Nick J. October 25, 2019
FACEIT, a third-party server provider for several popular multiplayer games, is no stranger to toxicity.
Online gamers are notorious for their poor behavior, and third-party clients aren’t exempt from the toxicity, either. Companies have spent years attempting to fix this very issue, with solutions ranging from in-game reporting to requiring players to verify a phone number in order to play. While these stopgaps often slow toxic behavior, they always fail to eliminate it completely.
FACEIT has decided that enough is enough. The company has officially announced the formation of “Minerva,” an artificial intelligence program designed from the ground up to combat toxic player behavior on the FACEIT platform.
This isn’t just an imagined problem either, as toxic chat is one of the most rampant forms of harassment found online. According to a study by the Anti-Defamation League (ADL), over 74% of people have experienced some form of harassment online, so it only makes sense that FACEIT would want to be on the cutting edge of curbing these types of behavior. In fact, the ADL identified Counter-Strike: Global Offensive, PlayerUnknown'd Battlegrounds and Dota 2 as frequent offenders. Unfortunately for FACEIT, the company provides third-party services for all three games.
Like most online companies. FACEIT has struggled with how to control toxic behavior on its platform for some time now. According to Faceit, “toxicity expresses itself in many ways,” creating a difficult problem to nail down and solve with a single solution. Due to the difficulty in having a human employee police every match, FACEIT engineers decided to turn to machine learning to make some headway on the the rampant toxicity found in the games it hosts.

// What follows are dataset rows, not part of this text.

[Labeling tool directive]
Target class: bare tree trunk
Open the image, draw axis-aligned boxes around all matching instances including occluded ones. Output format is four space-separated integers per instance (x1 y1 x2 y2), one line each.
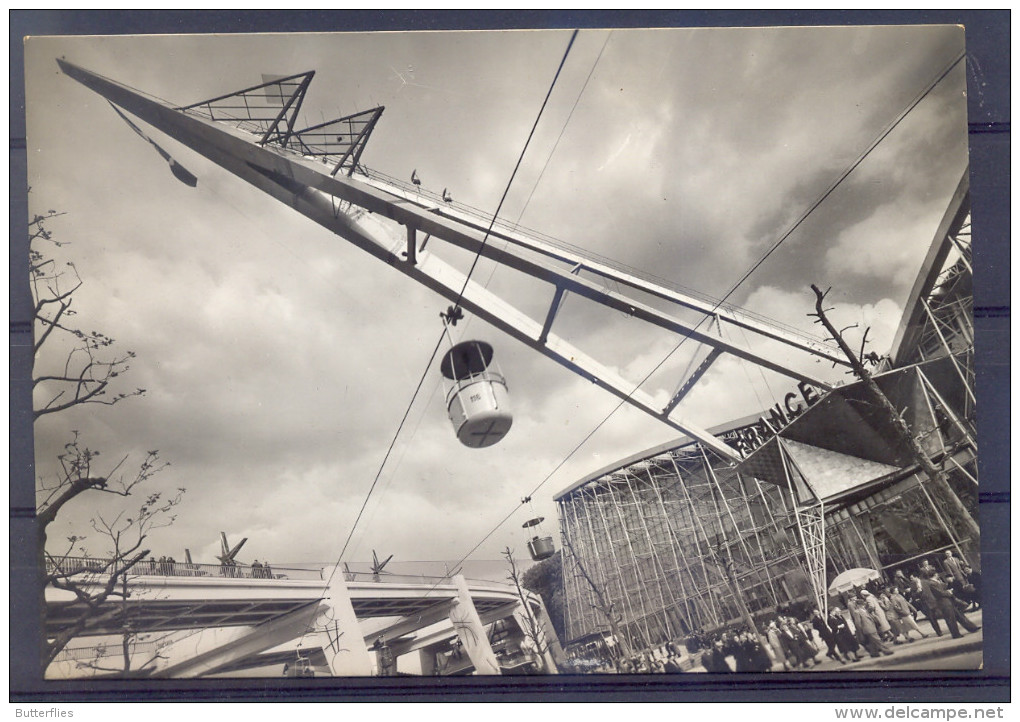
563 536 632 657
810 283 980 544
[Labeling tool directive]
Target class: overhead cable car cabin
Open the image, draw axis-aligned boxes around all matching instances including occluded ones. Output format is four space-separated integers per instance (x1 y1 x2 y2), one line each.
522 516 556 562
440 341 513 449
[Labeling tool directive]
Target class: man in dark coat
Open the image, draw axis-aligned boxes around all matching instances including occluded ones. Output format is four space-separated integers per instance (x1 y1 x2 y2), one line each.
910 574 942 636
928 574 981 639
963 564 981 611
828 607 860 662
702 637 733 673
811 609 846 664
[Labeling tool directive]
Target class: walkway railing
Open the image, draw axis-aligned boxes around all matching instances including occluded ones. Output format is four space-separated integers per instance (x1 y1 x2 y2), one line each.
46 557 322 581
46 557 514 586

FACEIT harassment AI passes its first challenge
According to the release, the team wanted wanted to “identify these behaviors accurately and quickly enough to take precise and immediate action on them.” FACEIT then turned to Google Cloud and Jigsaw, creators of an anti-harassment AI, for help. Shortly afterwards, Minerva was born.

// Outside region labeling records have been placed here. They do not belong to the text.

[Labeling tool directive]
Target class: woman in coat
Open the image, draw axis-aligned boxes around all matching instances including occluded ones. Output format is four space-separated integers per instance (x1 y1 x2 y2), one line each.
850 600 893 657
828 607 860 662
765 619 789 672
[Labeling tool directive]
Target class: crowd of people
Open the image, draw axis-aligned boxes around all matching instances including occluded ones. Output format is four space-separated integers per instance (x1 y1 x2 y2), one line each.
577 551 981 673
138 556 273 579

While Minerva is still in its initial testing stages, FACEIT says that it has already had a positive impact on the company’s platform. At the current time in its development, the AI currently only looks for verbal harassment that happens inside the in-game chat. After the match is over, Minerva reviews the logs for what “toxicity” looks like.

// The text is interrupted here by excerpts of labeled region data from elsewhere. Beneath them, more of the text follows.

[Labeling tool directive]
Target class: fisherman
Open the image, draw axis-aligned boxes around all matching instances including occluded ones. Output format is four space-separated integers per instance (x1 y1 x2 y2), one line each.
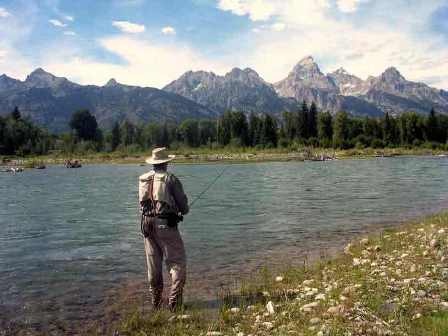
139 148 189 311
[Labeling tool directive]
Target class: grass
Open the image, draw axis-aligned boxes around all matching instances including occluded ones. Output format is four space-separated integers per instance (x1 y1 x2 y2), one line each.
0 147 446 165
108 213 448 336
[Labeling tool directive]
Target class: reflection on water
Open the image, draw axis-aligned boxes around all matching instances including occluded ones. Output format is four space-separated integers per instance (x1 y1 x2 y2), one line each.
0 158 448 328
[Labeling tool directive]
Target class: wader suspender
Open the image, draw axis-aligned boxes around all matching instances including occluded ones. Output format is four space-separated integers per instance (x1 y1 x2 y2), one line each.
140 176 156 237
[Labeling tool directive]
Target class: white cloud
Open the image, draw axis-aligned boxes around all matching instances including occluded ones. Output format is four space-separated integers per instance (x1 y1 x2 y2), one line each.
218 0 276 21
48 19 67 27
271 22 286 32
162 26 176 35
337 0 361 13
217 0 448 88
42 35 230 88
0 7 11 18
112 21 145 34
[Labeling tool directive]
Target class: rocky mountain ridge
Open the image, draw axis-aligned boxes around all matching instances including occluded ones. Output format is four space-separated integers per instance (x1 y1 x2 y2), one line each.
0 56 448 131
0 68 218 132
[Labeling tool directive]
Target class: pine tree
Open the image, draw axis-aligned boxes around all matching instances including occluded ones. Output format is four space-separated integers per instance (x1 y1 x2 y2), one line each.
297 101 308 141
425 108 440 141
11 106 22 120
261 114 278 147
307 102 317 138
333 112 349 148
317 112 333 147
111 122 121 151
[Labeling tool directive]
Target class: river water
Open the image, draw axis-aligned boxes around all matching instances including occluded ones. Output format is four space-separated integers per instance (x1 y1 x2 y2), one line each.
0 157 448 333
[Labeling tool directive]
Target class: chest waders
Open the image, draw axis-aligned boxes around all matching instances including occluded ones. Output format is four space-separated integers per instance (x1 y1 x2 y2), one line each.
141 175 186 310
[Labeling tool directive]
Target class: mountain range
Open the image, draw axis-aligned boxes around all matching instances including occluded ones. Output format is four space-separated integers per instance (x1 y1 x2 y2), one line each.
0 56 448 132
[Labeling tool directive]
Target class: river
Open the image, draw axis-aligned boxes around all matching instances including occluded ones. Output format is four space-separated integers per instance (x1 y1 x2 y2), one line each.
0 157 448 334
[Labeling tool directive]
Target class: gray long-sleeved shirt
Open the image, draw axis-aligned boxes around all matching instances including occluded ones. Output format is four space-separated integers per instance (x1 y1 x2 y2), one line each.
139 171 189 215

Interestingly, FACEIT also says that Minerva can distinguish between banter and actual toxicity, meaning that Minerva has the capability of reading the context of the conversation. If and when Minerva detects what it believes to be abuse, the AI then issues a notification to the offending player after the game.
FACEIT also says that repeat offenders will receive harsher punishments the more they are flagged by Minerva in order to better deter the behavior.
Minerva polices chat logs
According to FACEIT, Minerva issued 90,000 notifications and 20,0000 bans due to players’ behavior in FACEIT server chat logs. As if that number wasn’t staggering enough, the server provider also reported a 20.13% total decrease in toxic messages since Minerva was introduced.
As of right now, Minerva only alerts an offending user after a match has ended. FACEIT is currently working towards advancing the AI to actively monitor players during games and alert a user immediately when it detects toxic behavior.
Although Minerva is currently only watching chat logs, FACEIT says that it won’t stop there. While the team wasn’t specific regarding what else they were teaching Minerva to do, they promised to “announce new systems” in the coming weeks.